La mano di Etienne circondò la guancia di Mimi e la spinse delicatamente per inclinare il suo volto. In quel modo gli risultò naturale avvolgerle le labbra con le proprie, in una carezza bagnata e tiepida, come la coperta stesa sopra un corpo infreddolito d'inverno. 

Era successo anche la prima volta al vigneto; in un istante sospeso tra di loro, si era racchiuso uno schiocco di bacio appena percettibile. Poi la passione: si erano spiati e i loro occhi si erano scambiati infinite domande, risolte nell'irrefrenabile riunione delle loro bocche. 

La mano di Etienne slittò dal volto di Mimi alla sua nuca. La resse mentre la baciava appassionatamente, ogni movimento della lingua era un grido d'aiuto mal trattenuto.

Ci stiamo solo facendo del male, Mimi, era quello che sembrava voler dire, senza però dimostrarlo nei gesti.

Mimi strinse gli occhi e unì le mani dietro il collo di Etienne. Inarcò la schiena, aderì completamente a lui, mentre girandole di pesci di cristallo vorticavano tutt'attorno. Sì, era vero, baciarlo le faceva male almeno quanto le faceva bene e non potevano di certo continuare ad abbandonarsi alla tentazione come se nulla fosse; era la prima buona regola di ogni sessione di Habit Reversal Training. Di certo la loro era diventata un'abitudine, una di quelle dannose, e se non l'avessero contrastata, sarebbero finiti per nuocersi.

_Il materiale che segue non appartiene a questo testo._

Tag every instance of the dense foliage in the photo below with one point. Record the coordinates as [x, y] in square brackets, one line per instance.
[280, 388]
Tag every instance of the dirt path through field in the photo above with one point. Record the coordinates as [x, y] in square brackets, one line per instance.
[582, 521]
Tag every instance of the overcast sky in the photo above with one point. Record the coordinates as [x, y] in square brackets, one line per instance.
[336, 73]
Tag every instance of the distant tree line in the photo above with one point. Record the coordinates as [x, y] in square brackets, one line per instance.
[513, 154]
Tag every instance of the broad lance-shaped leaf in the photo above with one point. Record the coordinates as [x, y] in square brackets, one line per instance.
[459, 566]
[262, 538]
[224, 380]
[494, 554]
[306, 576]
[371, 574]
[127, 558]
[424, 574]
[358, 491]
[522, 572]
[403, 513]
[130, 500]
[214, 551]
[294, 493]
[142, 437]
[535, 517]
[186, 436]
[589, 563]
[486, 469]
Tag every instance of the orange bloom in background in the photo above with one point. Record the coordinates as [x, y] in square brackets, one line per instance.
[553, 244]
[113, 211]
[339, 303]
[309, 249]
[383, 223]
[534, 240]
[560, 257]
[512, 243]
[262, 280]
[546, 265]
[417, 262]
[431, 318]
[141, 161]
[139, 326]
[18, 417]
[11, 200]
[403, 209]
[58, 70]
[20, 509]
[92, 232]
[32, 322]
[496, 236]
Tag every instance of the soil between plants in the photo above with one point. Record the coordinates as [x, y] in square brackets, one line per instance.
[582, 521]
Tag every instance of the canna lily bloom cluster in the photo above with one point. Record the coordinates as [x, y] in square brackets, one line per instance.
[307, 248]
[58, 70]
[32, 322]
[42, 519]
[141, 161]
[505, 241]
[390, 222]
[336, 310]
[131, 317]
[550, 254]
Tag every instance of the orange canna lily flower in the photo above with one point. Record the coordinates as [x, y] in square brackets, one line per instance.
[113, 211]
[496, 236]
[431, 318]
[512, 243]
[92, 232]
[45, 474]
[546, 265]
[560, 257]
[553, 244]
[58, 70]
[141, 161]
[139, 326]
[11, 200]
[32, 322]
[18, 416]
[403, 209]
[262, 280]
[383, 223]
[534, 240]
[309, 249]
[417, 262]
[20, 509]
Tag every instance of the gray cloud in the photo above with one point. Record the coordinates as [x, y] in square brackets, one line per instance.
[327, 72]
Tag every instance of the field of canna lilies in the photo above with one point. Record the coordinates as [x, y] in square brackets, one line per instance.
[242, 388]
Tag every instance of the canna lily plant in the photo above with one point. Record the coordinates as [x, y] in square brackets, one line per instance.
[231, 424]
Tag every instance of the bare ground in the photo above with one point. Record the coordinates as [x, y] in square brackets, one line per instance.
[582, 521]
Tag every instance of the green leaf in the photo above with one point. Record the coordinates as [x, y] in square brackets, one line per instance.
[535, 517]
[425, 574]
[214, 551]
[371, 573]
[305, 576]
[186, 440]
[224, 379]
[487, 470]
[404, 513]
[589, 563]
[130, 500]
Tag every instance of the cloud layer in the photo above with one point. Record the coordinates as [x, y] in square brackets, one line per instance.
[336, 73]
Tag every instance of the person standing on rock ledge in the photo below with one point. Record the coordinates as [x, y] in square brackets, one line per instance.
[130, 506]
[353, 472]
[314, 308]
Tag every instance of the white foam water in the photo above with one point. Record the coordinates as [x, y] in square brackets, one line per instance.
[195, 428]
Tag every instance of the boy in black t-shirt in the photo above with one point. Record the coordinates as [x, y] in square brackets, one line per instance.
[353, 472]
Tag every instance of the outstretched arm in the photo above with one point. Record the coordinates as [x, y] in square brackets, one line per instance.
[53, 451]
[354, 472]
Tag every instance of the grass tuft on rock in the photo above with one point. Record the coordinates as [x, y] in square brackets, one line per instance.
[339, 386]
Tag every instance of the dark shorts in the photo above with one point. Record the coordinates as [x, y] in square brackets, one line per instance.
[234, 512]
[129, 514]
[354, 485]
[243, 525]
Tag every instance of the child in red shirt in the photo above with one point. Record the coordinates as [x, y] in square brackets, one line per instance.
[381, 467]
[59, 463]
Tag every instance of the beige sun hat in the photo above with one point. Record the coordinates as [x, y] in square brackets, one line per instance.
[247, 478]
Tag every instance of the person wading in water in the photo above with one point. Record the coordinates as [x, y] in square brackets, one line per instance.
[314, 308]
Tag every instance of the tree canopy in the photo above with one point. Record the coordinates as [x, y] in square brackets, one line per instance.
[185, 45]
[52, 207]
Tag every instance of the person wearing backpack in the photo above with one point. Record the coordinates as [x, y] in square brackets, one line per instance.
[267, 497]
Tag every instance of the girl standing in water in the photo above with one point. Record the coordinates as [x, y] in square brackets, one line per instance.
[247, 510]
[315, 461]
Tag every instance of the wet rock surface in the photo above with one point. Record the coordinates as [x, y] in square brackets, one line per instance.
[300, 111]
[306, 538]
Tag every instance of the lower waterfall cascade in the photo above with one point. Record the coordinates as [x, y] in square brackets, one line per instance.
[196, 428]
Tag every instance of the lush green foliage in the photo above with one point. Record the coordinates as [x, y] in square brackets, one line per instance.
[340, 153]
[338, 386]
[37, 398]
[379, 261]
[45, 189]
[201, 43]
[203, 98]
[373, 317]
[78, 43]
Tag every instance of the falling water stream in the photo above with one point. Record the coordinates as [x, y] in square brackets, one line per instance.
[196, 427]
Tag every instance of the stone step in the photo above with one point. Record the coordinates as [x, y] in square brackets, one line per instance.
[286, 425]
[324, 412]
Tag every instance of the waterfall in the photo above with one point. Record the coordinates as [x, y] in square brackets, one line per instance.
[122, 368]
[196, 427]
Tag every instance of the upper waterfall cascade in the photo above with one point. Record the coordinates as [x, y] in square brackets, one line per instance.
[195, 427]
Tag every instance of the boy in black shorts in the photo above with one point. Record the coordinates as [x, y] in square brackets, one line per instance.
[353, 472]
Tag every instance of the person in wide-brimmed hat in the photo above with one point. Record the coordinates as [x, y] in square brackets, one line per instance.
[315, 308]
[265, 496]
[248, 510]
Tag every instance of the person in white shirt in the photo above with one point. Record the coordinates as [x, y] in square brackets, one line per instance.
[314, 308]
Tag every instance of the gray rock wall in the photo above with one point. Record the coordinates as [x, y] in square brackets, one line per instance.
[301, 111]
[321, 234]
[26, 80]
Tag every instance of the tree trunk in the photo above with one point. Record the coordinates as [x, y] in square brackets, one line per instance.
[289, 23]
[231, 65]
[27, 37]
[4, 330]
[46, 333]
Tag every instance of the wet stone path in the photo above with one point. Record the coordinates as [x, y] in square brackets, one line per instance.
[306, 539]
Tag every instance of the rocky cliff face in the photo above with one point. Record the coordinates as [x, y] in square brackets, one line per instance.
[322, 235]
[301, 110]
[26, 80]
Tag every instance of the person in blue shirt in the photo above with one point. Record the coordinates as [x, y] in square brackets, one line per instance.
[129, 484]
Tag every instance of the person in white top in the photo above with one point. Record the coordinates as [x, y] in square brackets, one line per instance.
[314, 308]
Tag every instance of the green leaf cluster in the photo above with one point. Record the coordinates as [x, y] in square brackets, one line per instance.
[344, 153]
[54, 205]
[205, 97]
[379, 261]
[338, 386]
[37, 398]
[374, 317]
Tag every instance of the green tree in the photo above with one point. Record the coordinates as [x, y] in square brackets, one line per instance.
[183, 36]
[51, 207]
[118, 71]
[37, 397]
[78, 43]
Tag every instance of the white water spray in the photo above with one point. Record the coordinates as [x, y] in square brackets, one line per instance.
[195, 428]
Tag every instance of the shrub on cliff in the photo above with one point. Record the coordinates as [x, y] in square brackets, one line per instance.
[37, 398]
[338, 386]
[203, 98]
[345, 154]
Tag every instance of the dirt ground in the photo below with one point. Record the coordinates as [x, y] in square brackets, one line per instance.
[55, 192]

«Etienne, basta» lo staccò a forza, sentendo che i suoi tic le si moltiplicavano addosso in una crescente onda di coinvolgimento. Non poteva, non potevano davvero. Dovevano smetterla di crogiolarsi nella facilità dei baci e iniziare ad affrontare la realtà, una volta per tutte.

«È successo un disastro con tua madre» gli disse, accarezzandogli il petto, e realizzando forse solo in quel momento quanto a fondo fosse caduta la loro nave.

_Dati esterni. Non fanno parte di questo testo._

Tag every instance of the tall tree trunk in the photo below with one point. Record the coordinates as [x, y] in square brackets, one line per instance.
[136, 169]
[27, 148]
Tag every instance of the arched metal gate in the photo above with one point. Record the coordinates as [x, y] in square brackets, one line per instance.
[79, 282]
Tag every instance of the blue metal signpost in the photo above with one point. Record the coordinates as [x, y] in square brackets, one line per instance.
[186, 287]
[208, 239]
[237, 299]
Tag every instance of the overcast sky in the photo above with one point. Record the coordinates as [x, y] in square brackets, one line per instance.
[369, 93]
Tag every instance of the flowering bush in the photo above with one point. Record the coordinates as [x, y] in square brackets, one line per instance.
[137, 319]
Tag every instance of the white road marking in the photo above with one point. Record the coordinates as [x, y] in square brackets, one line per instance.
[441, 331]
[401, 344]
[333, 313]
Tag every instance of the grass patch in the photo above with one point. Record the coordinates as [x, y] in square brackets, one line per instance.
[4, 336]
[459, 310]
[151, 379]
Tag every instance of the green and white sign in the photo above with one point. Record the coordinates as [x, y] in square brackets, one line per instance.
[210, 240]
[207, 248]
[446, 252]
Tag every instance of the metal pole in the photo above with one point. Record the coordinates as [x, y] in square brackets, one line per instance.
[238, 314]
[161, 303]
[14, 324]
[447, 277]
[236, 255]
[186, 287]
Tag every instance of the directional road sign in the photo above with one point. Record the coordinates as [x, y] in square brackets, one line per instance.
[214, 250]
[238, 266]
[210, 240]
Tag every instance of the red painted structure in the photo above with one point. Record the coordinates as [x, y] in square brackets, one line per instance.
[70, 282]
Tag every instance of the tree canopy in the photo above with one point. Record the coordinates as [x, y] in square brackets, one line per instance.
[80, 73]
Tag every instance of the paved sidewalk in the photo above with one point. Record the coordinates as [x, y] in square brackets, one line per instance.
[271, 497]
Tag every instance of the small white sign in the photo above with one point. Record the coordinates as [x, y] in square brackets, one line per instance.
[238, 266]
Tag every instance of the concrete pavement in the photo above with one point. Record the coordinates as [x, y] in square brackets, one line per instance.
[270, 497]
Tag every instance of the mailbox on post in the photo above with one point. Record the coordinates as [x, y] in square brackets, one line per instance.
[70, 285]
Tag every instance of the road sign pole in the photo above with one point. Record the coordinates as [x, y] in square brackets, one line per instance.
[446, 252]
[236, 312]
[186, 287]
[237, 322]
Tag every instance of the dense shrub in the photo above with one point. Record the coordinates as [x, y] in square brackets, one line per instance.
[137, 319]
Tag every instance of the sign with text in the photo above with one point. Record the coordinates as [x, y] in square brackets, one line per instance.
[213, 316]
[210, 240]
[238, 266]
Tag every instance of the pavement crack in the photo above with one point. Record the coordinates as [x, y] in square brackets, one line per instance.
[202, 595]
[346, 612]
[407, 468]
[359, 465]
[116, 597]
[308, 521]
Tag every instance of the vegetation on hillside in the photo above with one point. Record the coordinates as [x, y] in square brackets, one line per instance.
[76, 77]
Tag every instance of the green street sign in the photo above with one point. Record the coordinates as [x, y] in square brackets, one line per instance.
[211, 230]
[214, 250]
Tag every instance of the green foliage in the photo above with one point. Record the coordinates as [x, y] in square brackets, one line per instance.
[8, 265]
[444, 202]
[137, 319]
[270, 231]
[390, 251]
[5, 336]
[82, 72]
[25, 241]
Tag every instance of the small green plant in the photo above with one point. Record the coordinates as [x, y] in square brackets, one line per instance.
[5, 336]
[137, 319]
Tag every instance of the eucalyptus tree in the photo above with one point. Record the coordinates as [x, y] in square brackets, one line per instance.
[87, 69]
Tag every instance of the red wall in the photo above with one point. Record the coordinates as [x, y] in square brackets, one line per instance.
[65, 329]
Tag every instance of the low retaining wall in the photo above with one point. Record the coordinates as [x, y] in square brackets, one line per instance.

Il naso di Etienne si arricciò in un tic. La guardò con un paio di occhi tanto profondi quanto preoccupati: «Lo so». 

«Lo sai?»

«Questa mattina sono andato alla clinica» rivelò, non abbandonando quella forte apprensione nei suoi confronti e nei confronti delle sculture tutt'attorno. «Ho parlato con Michelle e mi ha raccontato della sua recente chiacchierata con mamma, mi ha messo in allerta riguardo a qualcosa di brutto che avrebbe potuto combinare per fermarci. Scusa, un istante rubato.»

Beh, ottimo tempismo, dottoressa.

«Quindi in tutto questo tempo in cui tu avresti dovuto parlare con tua madre, sei stato invece alla clinica per parlare con Michelle?»

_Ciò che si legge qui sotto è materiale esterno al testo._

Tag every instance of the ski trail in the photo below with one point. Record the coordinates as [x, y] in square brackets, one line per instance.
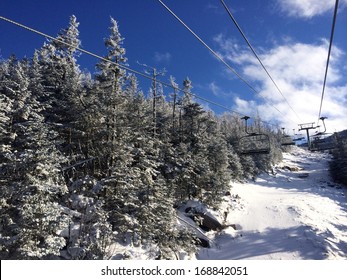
[296, 214]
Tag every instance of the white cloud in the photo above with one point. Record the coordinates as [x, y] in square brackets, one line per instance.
[162, 57]
[298, 70]
[307, 8]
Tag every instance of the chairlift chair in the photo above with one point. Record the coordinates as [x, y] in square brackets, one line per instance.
[286, 140]
[323, 141]
[254, 143]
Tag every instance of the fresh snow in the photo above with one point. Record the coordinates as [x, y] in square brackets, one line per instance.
[295, 213]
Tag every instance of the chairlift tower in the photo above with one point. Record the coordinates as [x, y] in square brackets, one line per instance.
[308, 126]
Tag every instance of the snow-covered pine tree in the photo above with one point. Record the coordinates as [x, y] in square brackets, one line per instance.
[33, 215]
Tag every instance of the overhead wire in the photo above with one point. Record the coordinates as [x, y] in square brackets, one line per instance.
[122, 66]
[256, 55]
[218, 56]
[328, 58]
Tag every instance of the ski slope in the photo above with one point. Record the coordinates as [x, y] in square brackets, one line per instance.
[295, 213]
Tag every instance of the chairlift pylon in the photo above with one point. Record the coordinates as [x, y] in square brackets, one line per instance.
[254, 143]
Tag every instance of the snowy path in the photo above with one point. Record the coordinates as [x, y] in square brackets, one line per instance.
[298, 214]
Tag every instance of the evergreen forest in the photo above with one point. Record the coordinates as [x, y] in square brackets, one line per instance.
[93, 153]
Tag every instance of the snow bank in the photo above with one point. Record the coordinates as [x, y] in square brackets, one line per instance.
[286, 215]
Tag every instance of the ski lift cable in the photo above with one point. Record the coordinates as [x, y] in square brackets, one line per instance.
[328, 58]
[256, 55]
[124, 67]
[218, 56]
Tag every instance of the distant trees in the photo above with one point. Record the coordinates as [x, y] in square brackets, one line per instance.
[87, 160]
[338, 164]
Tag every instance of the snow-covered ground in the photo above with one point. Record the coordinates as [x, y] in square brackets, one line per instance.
[295, 213]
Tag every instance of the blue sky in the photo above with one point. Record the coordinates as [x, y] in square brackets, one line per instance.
[291, 38]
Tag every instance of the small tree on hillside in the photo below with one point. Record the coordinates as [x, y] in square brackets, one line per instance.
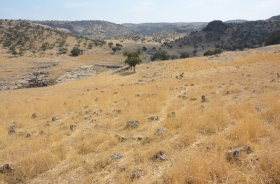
[110, 44]
[161, 55]
[184, 55]
[76, 51]
[133, 58]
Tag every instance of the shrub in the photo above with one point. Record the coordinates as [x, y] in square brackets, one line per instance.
[210, 52]
[184, 55]
[76, 51]
[161, 55]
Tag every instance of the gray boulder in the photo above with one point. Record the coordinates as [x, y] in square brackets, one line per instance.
[55, 118]
[12, 129]
[116, 156]
[153, 118]
[132, 124]
[6, 168]
[137, 173]
[73, 127]
[234, 153]
[160, 156]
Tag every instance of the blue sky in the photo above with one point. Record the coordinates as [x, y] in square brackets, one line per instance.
[136, 11]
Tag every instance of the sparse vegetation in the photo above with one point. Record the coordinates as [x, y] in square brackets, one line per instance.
[210, 52]
[160, 55]
[76, 51]
[184, 55]
[133, 58]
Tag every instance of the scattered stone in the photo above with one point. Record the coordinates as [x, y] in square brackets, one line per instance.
[153, 118]
[28, 134]
[42, 132]
[12, 129]
[160, 156]
[34, 115]
[137, 173]
[132, 124]
[193, 99]
[6, 168]
[203, 98]
[47, 124]
[171, 115]
[116, 156]
[55, 118]
[73, 127]
[259, 108]
[160, 131]
[121, 138]
[233, 154]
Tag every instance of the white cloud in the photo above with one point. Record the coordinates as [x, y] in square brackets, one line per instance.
[268, 4]
[144, 7]
[37, 7]
[74, 5]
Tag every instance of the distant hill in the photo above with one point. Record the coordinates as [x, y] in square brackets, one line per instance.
[150, 28]
[165, 35]
[93, 28]
[236, 21]
[27, 38]
[228, 36]
[277, 17]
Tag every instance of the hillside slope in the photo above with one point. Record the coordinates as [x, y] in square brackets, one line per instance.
[93, 29]
[150, 28]
[227, 36]
[191, 141]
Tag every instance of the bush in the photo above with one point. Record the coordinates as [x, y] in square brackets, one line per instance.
[161, 55]
[210, 52]
[76, 51]
[184, 55]
[63, 50]
[273, 38]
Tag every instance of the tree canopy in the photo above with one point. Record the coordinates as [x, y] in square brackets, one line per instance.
[161, 55]
[133, 58]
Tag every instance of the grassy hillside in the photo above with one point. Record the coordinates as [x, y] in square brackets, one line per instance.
[241, 109]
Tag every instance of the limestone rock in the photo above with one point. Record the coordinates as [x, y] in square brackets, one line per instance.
[153, 118]
[160, 131]
[12, 129]
[137, 173]
[132, 124]
[160, 156]
[116, 156]
[55, 118]
[73, 127]
[233, 154]
[121, 138]
[6, 168]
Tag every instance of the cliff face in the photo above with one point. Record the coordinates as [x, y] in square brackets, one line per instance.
[216, 25]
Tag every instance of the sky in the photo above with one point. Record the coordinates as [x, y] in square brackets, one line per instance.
[137, 11]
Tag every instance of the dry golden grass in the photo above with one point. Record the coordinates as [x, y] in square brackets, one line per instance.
[242, 108]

Etienne scosse la testa: «Ci sono andato dopo. Probabilmente non ci siamo incrociati per un soffio» accennò all'orsacchiotto tra le sue mani.

«Non capisco. Se non sei andato da tua madre e sei andato dopo alla clinica, allora che cos'hai fatto nel frattempo? Dove sei stato?»

Etienne abbassò il capo, l'espressione ricolma di senso di colpa.

E lei capì immediatamente.

Le aveva promesso che avrebbe preso il coraggio a due mani e affrontato Yvette, ma all'ultimo aveva avuto una crisi e l'unico rifugio in cui si nascondeva, durante le sue crisi, era dentro un piccolo cilindro colorato, talvolta di blu, molto più spesso di arancione.